Easy Rotational Motion Question

[GreenPrint]

Homework Statement

A grindstone has a moment of inertia of 1.6*10^-3 kg m^2. When a constant torque is applied, the flywheel reaches an angular velocity of 1200 rev/min in 15 s. Assuming it started from rest, find (a.) the angular acceleration; (b.) the torque applied; (c.) the angle turned through the 15 s; (d.) the work W done on the flywheel by the torque.
Answer: (a.) 8.38 rad/s^2 (b.) 0.0134 N m (c.) 942 rads (d.) 12.6 J

Homework Equations

The Attempt at a Solution

I'm having some issues with part (a).
I used ω = ω_0 + alpha*t
and solved for alpha
alpha = (ω-ω_0)/t
alpha = (1200 rev/min * (2 pi)/rev * 60 min/s)/15 s
I get alpha is about 30,159 1/s^2

I don't see what I'm doing wrong. Thanks for any help which you can provide me.

 

[WJSwanson]

For part (a), you're on the right track. Because the applied torque is constant, this means that angular velocity increases linearly. This should allow you to work backwards using \omega_{0} , \omega_{f} , and \Delta t.

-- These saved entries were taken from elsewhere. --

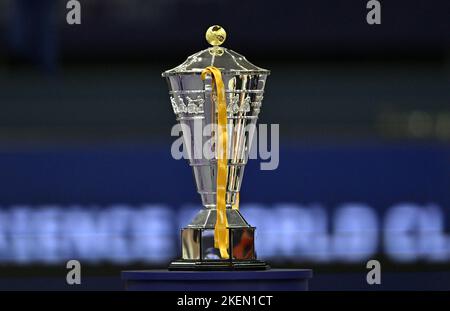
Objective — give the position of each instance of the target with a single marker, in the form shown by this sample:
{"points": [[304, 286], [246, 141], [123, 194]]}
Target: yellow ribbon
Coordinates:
{"points": [[221, 239]]}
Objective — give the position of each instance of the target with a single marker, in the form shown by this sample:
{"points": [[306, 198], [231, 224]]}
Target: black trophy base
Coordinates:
{"points": [[223, 265]]}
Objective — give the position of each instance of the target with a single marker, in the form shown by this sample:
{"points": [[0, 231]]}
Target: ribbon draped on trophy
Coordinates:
{"points": [[217, 88]]}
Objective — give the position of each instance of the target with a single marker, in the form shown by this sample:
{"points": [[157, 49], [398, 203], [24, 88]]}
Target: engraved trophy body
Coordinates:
{"points": [[194, 101]]}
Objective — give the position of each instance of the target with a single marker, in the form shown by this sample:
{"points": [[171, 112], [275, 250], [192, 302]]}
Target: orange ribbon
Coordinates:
{"points": [[221, 238]]}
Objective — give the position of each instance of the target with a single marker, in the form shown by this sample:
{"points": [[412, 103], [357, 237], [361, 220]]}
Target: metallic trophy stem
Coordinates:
{"points": [[194, 105]]}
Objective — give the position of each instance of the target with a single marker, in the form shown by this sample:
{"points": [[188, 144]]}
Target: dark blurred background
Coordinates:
{"points": [[364, 113]]}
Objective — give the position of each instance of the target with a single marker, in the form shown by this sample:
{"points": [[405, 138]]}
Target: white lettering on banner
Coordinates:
{"points": [[150, 233]]}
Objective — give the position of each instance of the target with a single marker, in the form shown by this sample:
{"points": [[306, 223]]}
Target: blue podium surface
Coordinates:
{"points": [[265, 280]]}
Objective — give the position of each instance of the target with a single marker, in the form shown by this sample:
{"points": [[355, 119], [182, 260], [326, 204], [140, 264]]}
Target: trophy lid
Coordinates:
{"points": [[228, 61]]}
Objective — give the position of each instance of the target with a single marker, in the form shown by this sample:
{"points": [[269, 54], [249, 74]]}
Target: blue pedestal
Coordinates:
{"points": [[266, 280]]}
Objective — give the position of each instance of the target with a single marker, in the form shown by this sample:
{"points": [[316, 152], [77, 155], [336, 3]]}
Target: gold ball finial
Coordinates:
{"points": [[216, 35]]}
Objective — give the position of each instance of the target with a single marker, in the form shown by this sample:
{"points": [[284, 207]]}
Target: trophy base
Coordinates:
{"points": [[193, 265]]}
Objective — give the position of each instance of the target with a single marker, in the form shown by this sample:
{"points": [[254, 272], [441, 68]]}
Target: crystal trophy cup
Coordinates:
{"points": [[194, 98]]}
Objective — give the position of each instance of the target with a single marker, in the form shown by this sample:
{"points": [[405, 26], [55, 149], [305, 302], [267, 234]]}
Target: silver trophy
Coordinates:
{"points": [[194, 100]]}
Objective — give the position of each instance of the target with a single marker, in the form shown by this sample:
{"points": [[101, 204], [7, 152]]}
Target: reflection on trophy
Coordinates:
{"points": [[219, 92]]}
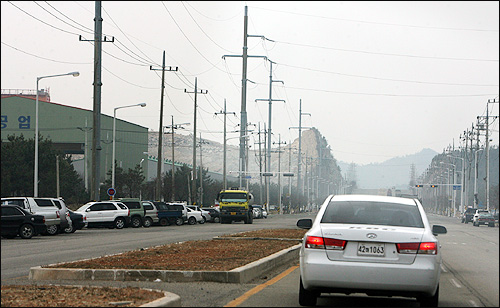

Your problem is in the calculations. You've got 60min/s, which is incorrect. It should be 1min/60s. See if that puts you closer to your expected value and then substitute it back into check the validity of your answer by solving for \omega_{f} from \omega_{0} , \delta t , and \alpha.

 

[Doc Al]

alpha = (1200 rev/min * (2 pi)/rev * 60 min/s)/15 s

You messed up the conversion from rev/min to rad/sec.

 

[GreenPrint]

ah i feel dumb thanks

 

[GreenPrint]

for part (c) I used
θ = θ_0 + ω_0*t + (alpha*t^2)/2
θ = 1200 rev/min * (2pi)/rev * min/(60 s) * 15 s + (8.38 1/s^2 * (15 s)^2)/2 ≈ 2,828
which I guess is wrong because the answer is 942
I don't see what I'm doing wrong here, I checked that the units canceled out

 

[WJSwanson]

Well the answer you derived is just about 3x the answer the book gives you. See if you can find where you might have accidentally multiplied something by 3 (or got a constant 3x its correct value or forgotten to divide by 3. Your approach looks right as best I can tell so just double check your inputs and whatnot.

 

[GreenPrint]

I have checked it and can't seem to find anything wrong with it, yet the answer is wrong.

 

[WJSwanson]

Hmm. I can't think of what might be the issue. Maybe try integrating over the specified time interval and using your known initial values and whatnot? I don't know why that would change since your alpha is constant, but it couldn't hurt. Beyond that, I can't think of anything other than just making sure you're using the right values everywhere.

 

[Doc Al]

for part (c) I used
θ = θ_0 + ω_0*t + (alpha*t^2)/2
θ = 1200 rev/min * (2pi)/rev * min/(60 s) * 15 s + (8.38 1/s^2 * (15 s)^2)/2 ≈ 2,828
which I guess is wrong because the answer is 942
I don't see what I'm doing wrong here, I checked that the units canceled out

For one thing, it starts from rest so ω_0 = 0.

 

[GreenPrint]

Ya I don't think integrating is needed because the angular acceleration is constant. And you I checked to make sure all my values were correct and they appear to be. Do you think the supplied answer is wrong?

 

[GreenPrint]

For one thing, it starts from rest so ω_0 = 0.

thanks

 

[WJSwanson]

Derp. I can't believe I missed that too!